Yoga Poses for better sleep: Many people struggle to fall asleep at night. You turn in bed, check the clock and wake up again. If this feels familiar, there is a gentle solution that does not involve medicines. Yoga can slow your thoughts, relax your body and help you sleep better.
Yoga is more than just physical movement. It activates the body’s relaxation response. This makes it ideal before bedtime. When combined with slow breathing and calm focus, yoga prepares your mind and body for rest. Even a few simple poses can improve sleep quality over time.

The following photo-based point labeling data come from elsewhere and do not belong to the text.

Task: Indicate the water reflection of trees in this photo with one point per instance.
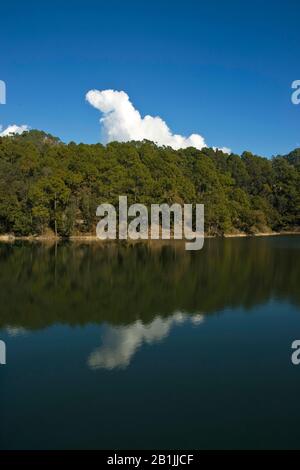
(78, 284)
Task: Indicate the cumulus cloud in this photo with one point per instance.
(122, 122)
(13, 129)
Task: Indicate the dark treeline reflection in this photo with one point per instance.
(92, 283)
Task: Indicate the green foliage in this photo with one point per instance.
(47, 185)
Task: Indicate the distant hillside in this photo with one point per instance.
(46, 185)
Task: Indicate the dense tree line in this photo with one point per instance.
(46, 185)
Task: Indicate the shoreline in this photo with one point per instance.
(9, 238)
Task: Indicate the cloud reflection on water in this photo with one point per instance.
(119, 344)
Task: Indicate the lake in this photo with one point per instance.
(150, 346)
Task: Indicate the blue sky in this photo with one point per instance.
(222, 69)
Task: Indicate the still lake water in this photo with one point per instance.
(121, 347)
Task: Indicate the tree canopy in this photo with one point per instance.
(48, 185)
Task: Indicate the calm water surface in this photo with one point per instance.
(136, 347)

Yoga Poses For Better Sleep
Here are five easy yoga poses for better sleep that you can do at home.
Balasana (Child’s Pose)
Balasana is one of the most calming yoga poses. It gently stretches the back, hips and thighs. At the same time, it soothes the nervous system and reduces stress.
How to do it:
Kneel on the floor and sit back on your heels.
Stretch your arms forward and rest your forehead on the mat.
Breathe slowly for one to three minutes.
This pose helps release mental and physical tension built up during the day.
Legs Up the Wall Pose (Viparita Karani)
This simple pose is popular in bedtime yoga routines. It helps relax tired legs and calm the body.
How to do it:
Lie on your back and place your legs up against a wall.
Keep your arms relaxed by your sides.
Stay here for three to five minutes with deep breathing.
The position improves circulation and eases pressure in the lower back. It also signals the body to slow down.
Reclining Butterfly Pose (Supta Baddha Konasana)
This pose gently opens the hips and encourages full-body relaxation.
How to do it:
Lie on your back.
Bring the soles of your feet together.
Let your knees fall outward and rest your arms beside you.
Hold the pose for two to five minutes.
As the hips relax, the nervous system also begins to settle.
Cat-Cow Pose (Marjaryasana–Bitilasana)
Cat-Cow is a slow, flowing movement that releases tension from the spine.
How to do it:
Come onto your hands and knees.
Inhale and arch your back.
Exhale and round your spine.
Repeat gently for one to two minutes.
This rhythmic movement links breath with motion and prepares the body for rest.
Shavasana (Corpse Pose)
Shavasana is the final and most relaxing pose. It allows the body to fully unwind.
How to do it:
Lie flat on your back.
Let your arms and legs relax naturally.
Close your eyes and breathe slowly.
Stay for three to five minutes.
Focus on releasing tension from every part of your body.
Try practising these poses 10 to 20 minutes before bedtime. Keep the lights dim and breathe slowly. Yoga may not fix sleep problems overnight, but with regular practice, it can make falling asleep easier and more peaceful.